Day 11
Jun 20, 2017 · 562 words
To start off, I’m enabling comments on the blog. Even though the site is static, it can connect to Disqus for third-party comment handling. This theme even has Disqus built in so it should be a simple matter of changing some lines in the config file.
Centering the data
It irks me is how I can’t center my rolling window when I use a time offset. One workaround (I think I mentioned this yesterday) is reindexing my data at higher detail. All of the data is at least 5 minutes apart, so I can reindex at a daterange with a frequency of '5min'
and get a series at a constant frequency. Now if I want a window of 30 days I can set window=12*24*30
since there are 12 5-min intervals in an hour, 24 hours in a day, and 30 days in my window. Now that I’m using an integer based window I can set center=True
.
Only problem: it is really slow. I timed it at 33 seconds to run the calculations. Before this, my calculations only took a second or so to run. Alternatively, later I can try using a time offset and then manually shifting the indexes by half the window size. Here’s the output:
This shifts the shaded accepted region to be better fit to the power plot. What are the effects of this? Centering the window considers an equal range of data to the right and left of a sample data point. If a sudden uptrend occurs, the centered rolling median will catch on quicker to this uptrend, making the trend less likely to be flagged as abnormal.
When a positive or negative trend occurs, the uncentered MADs will be high all the way up until the end of the trend. The centered MADs will decrease as the trend approaches the end. This makes the uncentered method less likely to catch anomalies after a trend occurs.

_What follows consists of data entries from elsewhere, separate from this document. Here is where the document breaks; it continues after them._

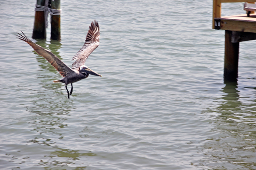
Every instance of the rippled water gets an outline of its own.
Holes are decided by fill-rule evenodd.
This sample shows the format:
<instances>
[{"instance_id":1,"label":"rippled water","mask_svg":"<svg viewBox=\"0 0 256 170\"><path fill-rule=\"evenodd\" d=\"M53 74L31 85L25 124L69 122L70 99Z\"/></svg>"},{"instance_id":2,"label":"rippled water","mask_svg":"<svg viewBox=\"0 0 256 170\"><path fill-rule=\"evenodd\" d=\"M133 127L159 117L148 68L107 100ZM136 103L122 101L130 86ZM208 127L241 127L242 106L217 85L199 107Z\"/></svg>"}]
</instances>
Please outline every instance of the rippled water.
<instances>
[{"instance_id":1,"label":"rippled water","mask_svg":"<svg viewBox=\"0 0 256 170\"><path fill-rule=\"evenodd\" d=\"M211 0L62 0L61 40L48 28L34 42L71 66L90 22L101 29L86 65L102 77L74 84L70 100L15 38L31 37L35 1L0 1L0 169L256 169L256 43L240 43L238 81L224 82Z\"/></svg>"}]
</instances>

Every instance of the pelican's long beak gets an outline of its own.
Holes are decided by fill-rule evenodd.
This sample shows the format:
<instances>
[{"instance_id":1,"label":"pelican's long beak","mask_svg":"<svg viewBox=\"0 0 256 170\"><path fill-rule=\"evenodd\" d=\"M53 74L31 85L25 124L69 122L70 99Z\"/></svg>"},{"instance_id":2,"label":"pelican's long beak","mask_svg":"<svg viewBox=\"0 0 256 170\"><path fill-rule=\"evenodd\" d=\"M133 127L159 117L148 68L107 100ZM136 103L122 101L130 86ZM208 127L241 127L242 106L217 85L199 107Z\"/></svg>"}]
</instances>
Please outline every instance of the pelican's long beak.
<instances>
[{"instance_id":1,"label":"pelican's long beak","mask_svg":"<svg viewBox=\"0 0 256 170\"><path fill-rule=\"evenodd\" d=\"M96 73L96 72L94 72L94 71L92 70L91 69L90 69L89 68L87 68L87 69L84 69L84 70L86 72L87 72L88 74L90 74L90 75L97 75L98 76L102 77L101 75Z\"/></svg>"}]
</instances>

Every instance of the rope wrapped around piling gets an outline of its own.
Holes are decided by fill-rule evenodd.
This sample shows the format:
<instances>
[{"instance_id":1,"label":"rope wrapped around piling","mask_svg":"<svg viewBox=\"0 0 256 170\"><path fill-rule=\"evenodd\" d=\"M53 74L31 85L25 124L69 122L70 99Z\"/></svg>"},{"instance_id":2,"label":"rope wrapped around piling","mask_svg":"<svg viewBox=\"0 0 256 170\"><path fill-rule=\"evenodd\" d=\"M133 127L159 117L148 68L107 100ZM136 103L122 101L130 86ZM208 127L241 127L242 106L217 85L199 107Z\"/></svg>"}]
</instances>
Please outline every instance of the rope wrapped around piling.
<instances>
[{"instance_id":1,"label":"rope wrapped around piling","mask_svg":"<svg viewBox=\"0 0 256 170\"><path fill-rule=\"evenodd\" d=\"M48 7L48 0L46 0L44 3L44 6L38 5L35 5L35 11L44 11L44 23L45 23L45 28L48 28L48 13L50 13L50 16L52 15L60 15L61 13L61 9L52 9Z\"/></svg>"}]
</instances>

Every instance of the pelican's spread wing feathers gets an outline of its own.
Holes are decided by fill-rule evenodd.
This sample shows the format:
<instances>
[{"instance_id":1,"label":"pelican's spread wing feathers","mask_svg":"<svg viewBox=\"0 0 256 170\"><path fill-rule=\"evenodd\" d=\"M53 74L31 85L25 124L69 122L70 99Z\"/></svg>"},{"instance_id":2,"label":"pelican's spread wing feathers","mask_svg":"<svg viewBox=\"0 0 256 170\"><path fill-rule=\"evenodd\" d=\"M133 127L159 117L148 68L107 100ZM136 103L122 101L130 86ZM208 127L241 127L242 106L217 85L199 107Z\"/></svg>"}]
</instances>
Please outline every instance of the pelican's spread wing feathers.
<instances>
[{"instance_id":1,"label":"pelican's spread wing feathers","mask_svg":"<svg viewBox=\"0 0 256 170\"><path fill-rule=\"evenodd\" d=\"M18 33L19 34L19 33ZM67 76L71 72L72 70L68 66L63 63L59 58L54 55L52 52L44 49L41 46L38 45L29 40L23 32L23 35L19 34L17 35L18 38L23 40L30 45L41 56L47 59L57 70L59 73L63 77Z\"/></svg>"},{"instance_id":2,"label":"pelican's spread wing feathers","mask_svg":"<svg viewBox=\"0 0 256 170\"><path fill-rule=\"evenodd\" d=\"M94 23L92 22L89 28L85 43L72 58L72 60L76 60L72 64L72 69L84 65L89 55L99 45L99 27L98 22L95 20Z\"/></svg>"}]
</instances>

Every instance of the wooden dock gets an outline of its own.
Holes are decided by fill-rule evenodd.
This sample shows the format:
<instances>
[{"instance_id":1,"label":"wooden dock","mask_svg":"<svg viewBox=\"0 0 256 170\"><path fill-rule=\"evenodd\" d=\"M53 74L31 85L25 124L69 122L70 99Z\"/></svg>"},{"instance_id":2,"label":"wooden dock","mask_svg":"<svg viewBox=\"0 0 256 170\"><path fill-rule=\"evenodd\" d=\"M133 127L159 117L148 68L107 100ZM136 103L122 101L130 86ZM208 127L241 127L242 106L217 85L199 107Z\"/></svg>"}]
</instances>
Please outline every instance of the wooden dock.
<instances>
[{"instance_id":1,"label":"wooden dock","mask_svg":"<svg viewBox=\"0 0 256 170\"><path fill-rule=\"evenodd\" d=\"M212 29L225 30L225 80L237 80L239 42L256 39L256 14L254 14L256 10L246 9L244 14L221 17L221 3L255 2L256 0L213 0Z\"/></svg>"}]
</instances>

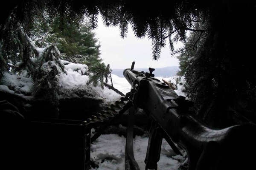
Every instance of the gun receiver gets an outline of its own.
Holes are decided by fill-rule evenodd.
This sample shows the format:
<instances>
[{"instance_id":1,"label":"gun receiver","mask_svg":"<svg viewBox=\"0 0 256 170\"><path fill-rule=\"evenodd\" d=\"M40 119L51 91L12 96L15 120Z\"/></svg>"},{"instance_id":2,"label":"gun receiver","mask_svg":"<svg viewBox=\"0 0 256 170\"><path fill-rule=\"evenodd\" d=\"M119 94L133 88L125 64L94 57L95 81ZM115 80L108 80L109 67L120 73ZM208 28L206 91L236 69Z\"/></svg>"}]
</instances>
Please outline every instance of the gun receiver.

You can see this mid-way through October 2016, where the centered chart easily rejects the spike, whereas the uncentered one almost lets it slide.
I exported a few larger plots to compare the effects of centering as well as using a 14 day vs 30 day window size. Pick your favorite:
I haven’t decided yet which is the best option. If centering is best, I’ll want to work on a more efficient way to do the calculation. In the meantime I’ll work on something else to clear my mind.
Temperature Data
Besides building occupancy, another factor that can affect power usage is temperature. It would be handy to be able to fill our dataframe with outside temperature data and see if the correlates to the power usage.

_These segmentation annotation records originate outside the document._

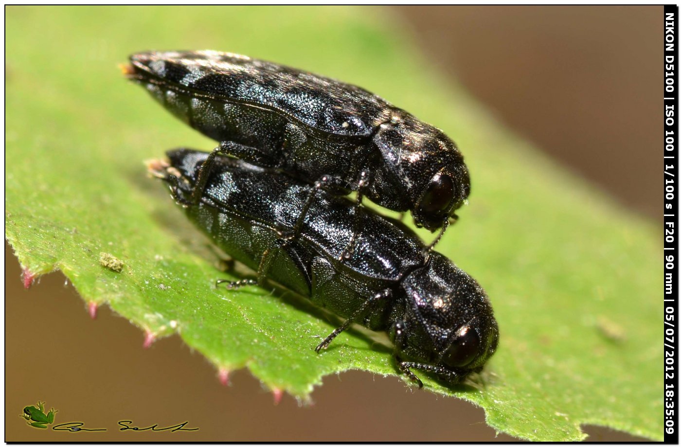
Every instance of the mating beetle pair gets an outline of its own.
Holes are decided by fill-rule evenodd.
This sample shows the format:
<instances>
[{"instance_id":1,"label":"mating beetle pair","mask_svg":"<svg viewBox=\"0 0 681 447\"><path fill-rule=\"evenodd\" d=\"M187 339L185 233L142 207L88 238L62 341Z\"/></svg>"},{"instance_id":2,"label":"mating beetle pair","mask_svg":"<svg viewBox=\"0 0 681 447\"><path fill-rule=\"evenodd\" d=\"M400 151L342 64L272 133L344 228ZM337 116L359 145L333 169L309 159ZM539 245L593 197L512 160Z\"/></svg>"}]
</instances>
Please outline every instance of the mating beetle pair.
<instances>
[{"instance_id":1,"label":"mating beetle pair","mask_svg":"<svg viewBox=\"0 0 681 447\"><path fill-rule=\"evenodd\" d=\"M419 386L411 369L456 382L481 367L498 340L489 301L430 250L470 191L444 134L359 87L243 56L147 52L130 61L129 78L221 142L210 154L172 151L170 164L150 166L190 218L259 281L347 318L317 351L359 322L390 332L398 368ZM338 197L351 190L353 205ZM363 195L411 210L439 235L424 247L399 222L360 212Z\"/></svg>"},{"instance_id":2,"label":"mating beetle pair","mask_svg":"<svg viewBox=\"0 0 681 447\"><path fill-rule=\"evenodd\" d=\"M153 161L149 170L182 201L210 155L167 155L169 162ZM345 198L223 156L199 202L186 210L223 251L257 272L257 282L270 279L347 318L317 352L351 323L388 331L396 366L422 386L412 369L457 382L496 348L496 322L482 288L398 221L362 213L357 231ZM353 238L356 249L342 258Z\"/></svg>"},{"instance_id":3,"label":"mating beetle pair","mask_svg":"<svg viewBox=\"0 0 681 447\"><path fill-rule=\"evenodd\" d=\"M431 231L444 231L470 192L463 156L442 131L356 86L216 51L143 52L130 62L128 77L219 141L216 153L311 183L326 176L332 191L411 211Z\"/></svg>"}]
</instances>

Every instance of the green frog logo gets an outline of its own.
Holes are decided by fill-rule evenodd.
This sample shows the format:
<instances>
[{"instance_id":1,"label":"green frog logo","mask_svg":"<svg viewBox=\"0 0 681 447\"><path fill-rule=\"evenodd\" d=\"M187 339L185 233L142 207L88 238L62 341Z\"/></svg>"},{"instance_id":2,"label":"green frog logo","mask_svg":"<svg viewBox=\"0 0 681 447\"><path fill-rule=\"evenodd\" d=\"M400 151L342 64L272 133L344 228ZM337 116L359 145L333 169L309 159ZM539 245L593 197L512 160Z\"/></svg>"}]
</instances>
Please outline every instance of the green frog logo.
<instances>
[{"instance_id":1,"label":"green frog logo","mask_svg":"<svg viewBox=\"0 0 681 447\"><path fill-rule=\"evenodd\" d=\"M50 412L46 414L45 407L43 406L44 403L44 402L38 401L37 408L33 405L24 407L24 414L20 414L19 416L29 421L26 423L31 427L37 429L46 429L48 425L54 422L54 413L57 412L57 410L50 408Z\"/></svg>"}]
</instances>

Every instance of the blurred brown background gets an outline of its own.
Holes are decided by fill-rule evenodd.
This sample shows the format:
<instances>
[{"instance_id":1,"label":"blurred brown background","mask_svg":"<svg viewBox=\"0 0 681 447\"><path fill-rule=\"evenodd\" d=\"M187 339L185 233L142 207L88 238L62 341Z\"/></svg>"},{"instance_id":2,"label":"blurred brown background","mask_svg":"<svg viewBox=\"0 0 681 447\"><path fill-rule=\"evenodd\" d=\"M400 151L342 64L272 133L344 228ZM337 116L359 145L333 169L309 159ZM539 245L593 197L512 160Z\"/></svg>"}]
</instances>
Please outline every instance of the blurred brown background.
<instances>
[{"instance_id":1,"label":"blurred brown background","mask_svg":"<svg viewBox=\"0 0 681 447\"><path fill-rule=\"evenodd\" d=\"M658 218L662 7L392 12L433 67L458 77L501 120L625 205ZM212 367L178 337L143 350L142 333L107 308L91 320L60 273L23 290L11 249L5 258L5 337L13 341L5 345L6 441L512 440L496 436L483 412L462 401L364 373L326 377L311 407L289 397L275 406L245 371L221 386ZM55 439L51 431L28 429L18 414L38 399L57 407L59 422L84 420L108 431ZM93 401L99 410L86 413ZM116 421L125 418L140 426L189 420L200 430L118 431ZM598 427L587 432L590 440L635 440Z\"/></svg>"}]
</instances>

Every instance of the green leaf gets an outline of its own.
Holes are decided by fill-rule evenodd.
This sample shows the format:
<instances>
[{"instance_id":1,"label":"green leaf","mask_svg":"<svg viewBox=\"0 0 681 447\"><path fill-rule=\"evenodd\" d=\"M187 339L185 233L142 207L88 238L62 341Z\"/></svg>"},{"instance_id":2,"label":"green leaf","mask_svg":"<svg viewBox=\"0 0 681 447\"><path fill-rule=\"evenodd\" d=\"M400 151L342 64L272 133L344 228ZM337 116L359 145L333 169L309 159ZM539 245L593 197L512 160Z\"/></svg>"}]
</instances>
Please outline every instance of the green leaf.
<instances>
[{"instance_id":1,"label":"green leaf","mask_svg":"<svg viewBox=\"0 0 681 447\"><path fill-rule=\"evenodd\" d=\"M157 337L178 332L217 368L247 367L303 399L327 374L396 374L390 350L361 330L316 354L338 321L291 294L212 287L225 277L217 258L142 160L214 142L116 65L150 48L212 48L303 67L389 98L443 129L466 157L471 204L439 249L488 292L501 346L469 385L426 380L426 388L481 405L492 427L524 439L580 440L580 425L595 424L661 440L653 226L445 83L386 16L7 7L5 226L22 265L36 275L61 270L88 302Z\"/></svg>"}]
</instances>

Many of the popular weather providers have an API, however their services are limited at the free tier. You can make a limited number of requests, and you can’t really pull historical data (which is exclusively what I need).

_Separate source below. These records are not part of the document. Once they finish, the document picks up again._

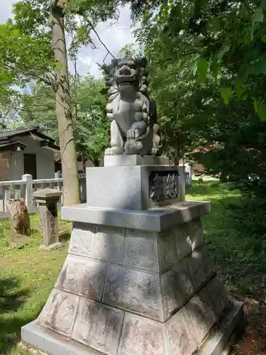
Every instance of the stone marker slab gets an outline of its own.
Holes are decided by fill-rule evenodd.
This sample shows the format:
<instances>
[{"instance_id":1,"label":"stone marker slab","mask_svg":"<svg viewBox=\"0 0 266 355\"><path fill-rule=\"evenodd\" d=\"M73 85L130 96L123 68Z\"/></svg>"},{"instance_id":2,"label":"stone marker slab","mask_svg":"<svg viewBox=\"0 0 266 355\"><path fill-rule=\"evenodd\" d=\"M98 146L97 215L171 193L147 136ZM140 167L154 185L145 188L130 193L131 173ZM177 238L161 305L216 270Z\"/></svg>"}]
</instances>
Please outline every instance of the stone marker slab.
<instances>
[{"instance_id":1,"label":"stone marker slab","mask_svg":"<svg viewBox=\"0 0 266 355\"><path fill-rule=\"evenodd\" d=\"M61 196L61 191L53 189L39 190L33 193L40 214L42 250L50 251L62 245L60 241L57 217L57 202Z\"/></svg>"}]
</instances>

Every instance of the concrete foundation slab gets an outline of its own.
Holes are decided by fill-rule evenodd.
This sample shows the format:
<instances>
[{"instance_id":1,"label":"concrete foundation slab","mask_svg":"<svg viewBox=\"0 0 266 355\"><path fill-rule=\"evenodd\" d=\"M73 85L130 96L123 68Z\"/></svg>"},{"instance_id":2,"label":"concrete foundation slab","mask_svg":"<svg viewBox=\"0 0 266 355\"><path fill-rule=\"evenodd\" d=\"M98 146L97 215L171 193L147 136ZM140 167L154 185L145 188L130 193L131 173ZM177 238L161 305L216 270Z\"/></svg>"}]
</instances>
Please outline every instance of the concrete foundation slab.
<instances>
[{"instance_id":1,"label":"concrete foundation slab","mask_svg":"<svg viewBox=\"0 0 266 355\"><path fill-rule=\"evenodd\" d=\"M243 322L244 317L243 305L233 301L233 307L228 310L218 327L214 327L205 339L204 344L196 352L196 355L221 355L226 344L235 332L238 332L238 324ZM105 355L106 353L96 351L89 346L84 346L73 342L59 334L55 334L48 329L40 327L36 321L32 322L22 328L22 340L31 346L41 350L47 355ZM133 340L133 339L132 339ZM119 354L126 354L118 352ZM135 354L134 352L127 354ZM137 354L137 353L136 353ZM164 349L163 352L149 352L142 351L141 355L163 354L170 355L171 353ZM179 354L177 351L175 354Z\"/></svg>"}]
</instances>

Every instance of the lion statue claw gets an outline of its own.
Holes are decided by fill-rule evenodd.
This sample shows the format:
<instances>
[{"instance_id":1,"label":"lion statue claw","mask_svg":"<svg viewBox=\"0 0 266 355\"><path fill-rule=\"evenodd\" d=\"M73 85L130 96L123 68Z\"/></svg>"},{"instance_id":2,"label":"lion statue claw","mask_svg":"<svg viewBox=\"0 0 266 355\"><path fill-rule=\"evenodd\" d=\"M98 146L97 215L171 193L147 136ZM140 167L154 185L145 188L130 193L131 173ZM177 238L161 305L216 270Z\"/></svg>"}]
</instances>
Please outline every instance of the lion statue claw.
<instances>
[{"instance_id":1,"label":"lion statue claw","mask_svg":"<svg viewBox=\"0 0 266 355\"><path fill-rule=\"evenodd\" d=\"M165 135L149 97L146 58L114 59L112 65L106 105L111 147L106 155L160 155Z\"/></svg>"}]
</instances>

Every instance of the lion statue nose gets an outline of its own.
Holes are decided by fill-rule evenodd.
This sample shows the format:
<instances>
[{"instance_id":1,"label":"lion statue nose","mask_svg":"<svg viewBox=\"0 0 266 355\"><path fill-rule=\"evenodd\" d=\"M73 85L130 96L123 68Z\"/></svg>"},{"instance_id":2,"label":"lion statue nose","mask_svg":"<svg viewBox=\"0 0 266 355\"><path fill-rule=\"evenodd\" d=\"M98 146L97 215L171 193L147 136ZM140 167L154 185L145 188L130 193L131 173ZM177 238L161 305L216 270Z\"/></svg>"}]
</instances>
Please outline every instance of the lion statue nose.
<instances>
[{"instance_id":1,"label":"lion statue nose","mask_svg":"<svg viewBox=\"0 0 266 355\"><path fill-rule=\"evenodd\" d=\"M127 65L123 65L119 70L119 74L120 75L131 75L131 68L128 67Z\"/></svg>"}]
</instances>

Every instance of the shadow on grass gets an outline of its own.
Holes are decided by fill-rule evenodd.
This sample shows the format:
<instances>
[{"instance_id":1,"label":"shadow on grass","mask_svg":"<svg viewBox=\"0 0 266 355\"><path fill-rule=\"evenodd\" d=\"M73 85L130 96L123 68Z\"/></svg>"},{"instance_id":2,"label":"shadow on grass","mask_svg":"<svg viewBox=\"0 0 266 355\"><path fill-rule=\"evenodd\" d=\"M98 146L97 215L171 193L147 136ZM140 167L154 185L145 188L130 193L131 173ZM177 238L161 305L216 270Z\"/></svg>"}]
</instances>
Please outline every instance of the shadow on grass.
<instances>
[{"instance_id":1,"label":"shadow on grass","mask_svg":"<svg viewBox=\"0 0 266 355\"><path fill-rule=\"evenodd\" d=\"M207 200L202 217L206 241L229 290L260 299L266 295L266 204L250 200L219 182L194 182L189 200Z\"/></svg>"},{"instance_id":2,"label":"shadow on grass","mask_svg":"<svg viewBox=\"0 0 266 355\"><path fill-rule=\"evenodd\" d=\"M0 280L0 354L6 355L20 341L21 327L36 317L38 312L27 317L18 317L18 309L29 296L29 290L20 289L18 280ZM38 310L40 312L40 310ZM16 316L18 315L18 316Z\"/></svg>"}]
</instances>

The NOAA website has a bulky tool for downloading historical weather data, but for Andover it only seemed to have precipitation data, not temperature. The closest station with air temperature data is in Lawrence just North of Andover, so that will have to do.
I submitted a data request for the same dates as the sample power data (7/30/15 - 3/20/17). Now I just have to wait to get an email response with the output file.